何が「というわけ」なのかヒメには分からなかったが、すぐに事件についてのことだと納得する。
クランドがわざわざヒメをこの場に居させたのは、自身が巻き込まれた事件の顛末をしらせるためだったのだろう。
ヒメが理解したのを見てとると、クランドは屋上に残っていた初老の男……恐らくは二宮警部補の上司であろう男に向き直った。
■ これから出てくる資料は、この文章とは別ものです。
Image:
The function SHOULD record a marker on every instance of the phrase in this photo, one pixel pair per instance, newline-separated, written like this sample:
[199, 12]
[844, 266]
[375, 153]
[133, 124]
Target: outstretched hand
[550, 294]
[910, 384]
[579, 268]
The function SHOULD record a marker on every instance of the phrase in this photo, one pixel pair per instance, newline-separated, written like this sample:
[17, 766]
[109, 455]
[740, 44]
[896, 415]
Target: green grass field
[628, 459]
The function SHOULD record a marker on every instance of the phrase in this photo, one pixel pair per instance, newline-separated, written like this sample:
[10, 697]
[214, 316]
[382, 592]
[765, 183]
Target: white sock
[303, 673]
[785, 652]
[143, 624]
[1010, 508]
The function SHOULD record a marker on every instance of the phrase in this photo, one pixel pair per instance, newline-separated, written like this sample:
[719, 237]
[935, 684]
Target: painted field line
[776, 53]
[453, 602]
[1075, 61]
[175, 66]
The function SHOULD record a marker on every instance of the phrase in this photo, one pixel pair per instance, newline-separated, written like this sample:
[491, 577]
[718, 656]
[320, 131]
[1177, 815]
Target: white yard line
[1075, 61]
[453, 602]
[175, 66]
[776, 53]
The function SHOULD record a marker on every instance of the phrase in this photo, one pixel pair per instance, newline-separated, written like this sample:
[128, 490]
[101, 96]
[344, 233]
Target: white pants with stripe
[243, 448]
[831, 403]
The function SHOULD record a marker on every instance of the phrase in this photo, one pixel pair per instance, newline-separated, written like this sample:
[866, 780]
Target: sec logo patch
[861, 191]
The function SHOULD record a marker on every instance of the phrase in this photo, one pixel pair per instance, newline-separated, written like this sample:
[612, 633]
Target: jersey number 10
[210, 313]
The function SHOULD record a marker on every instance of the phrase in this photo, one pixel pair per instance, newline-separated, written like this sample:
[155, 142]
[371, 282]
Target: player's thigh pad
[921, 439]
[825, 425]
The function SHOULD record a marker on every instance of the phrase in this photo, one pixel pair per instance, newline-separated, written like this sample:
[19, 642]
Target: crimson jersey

「……此度は、我儘を言って申しわけありませんでした」
突然の謝罪の意味に、ヒメはすぐにたどり着いた。
クランドは犯人を捕まえるのは警察の仕事であると言っていた。にも拘わらず、今回クランドはキョウカを追い詰めるために警察の領分を荒らしたのだ。
何らかの叱責、もしかしたら罰があるのだろうか。
ヒメは内心で恐々とする。しかしいかつい見た目の男は、ゆっくりと首を振った。
「警察の怠慢とも言えるずさんな捜査への協力と情報提供に感謝する。一課の長として礼を言う」
どうやらおとがめなし。むしろ感謝すらされていることにヒメはほっとする。クランドの纏う空気も、心なしか軽くなった気がする。
「しかしだ」
だが、そんなゆるんだ雰囲気を戒めるように、男の低い声が響いた。
「父親としては誉めてはやれない。……今後は危険な真似は控えなさい」
「……はい。すみませんでした」
クランドのが頭を下げたのを見て、男は屋上から出ていった。
残されたのはクランドとヒメだけ。しかしヒメは先程の男の言葉の意味を理解しきれず混乱していた。
「……父……親?」
「あれうちの親父」
「……へー」
刑事部の捜査一課長。警察という組織に詳しくないヒメでも、それがとても偉いという事くらいは分かる。
そんな人が父親であることに、ヒメは一連のクランドの行動を省みて、驚くよりも納得してしまうのだった。